The ‘impact’ agenda is now thoroughly internalised in the core mission of universities. Yet two decades on from the first initiatives to promote impact, there is a pressing need to rethink our approach to how we support policy impact.
The climate crisis and the Covid pandemic have brought science and research centre-stage in public debates and policy-making. Meanwhile, our understanding of what kinds of structures and research-policy relations work best has improved. However, debates on the validity and relevance of different types of knowledge are challenging established understandings of the role of universities as knowledge producers and brokers.
Rethinking Policy Impact explores the purpose, definition, scope and beneficiaries of policy impact, with a view to promoting fresh thinking.

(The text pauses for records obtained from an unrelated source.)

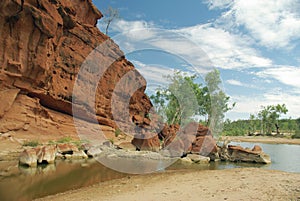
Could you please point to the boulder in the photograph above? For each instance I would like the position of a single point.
(46, 154)
(204, 145)
(94, 152)
(76, 155)
(66, 148)
(146, 141)
(257, 148)
(28, 157)
(196, 158)
(240, 154)
(127, 146)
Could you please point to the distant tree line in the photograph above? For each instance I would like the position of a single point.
(266, 122)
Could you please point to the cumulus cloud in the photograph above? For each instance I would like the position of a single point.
(235, 83)
(203, 45)
(252, 105)
(288, 75)
(153, 73)
(226, 50)
(274, 23)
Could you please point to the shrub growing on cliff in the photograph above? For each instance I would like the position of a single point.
(32, 143)
(211, 101)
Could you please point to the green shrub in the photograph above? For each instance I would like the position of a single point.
(64, 140)
(32, 143)
(118, 132)
(296, 135)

Sponsored by the ESRC and the Royal Society of Edinburgh, the programme is built around five workshops and a final report that will distil key insights and findings and make proposals on the principles and strategic objectives that should shape how we support impact over the next decade.
The project’s report ‘Promoting Ethical and Effective Policy Engagement in the Higher Education Sector’ builds on the rich discussions in the workshops and the analysis in the Literature review. It sets out six core principles to guide frameworks for supporting ethical and effective approaches to policy impact. The report then makes a number of recommendations that derive from these principles targeted at three main groups of actors: the REF, other funders, and Higher Education Institutions (HEIs). The approach in the report is based on the premise that frameworks deployed by REF and funders, and how these are interpreted by HEIs, are key drivers of behaviour on policy impact. As such, the proposals are designed to operate across the three groups in a mutually reinforcing way.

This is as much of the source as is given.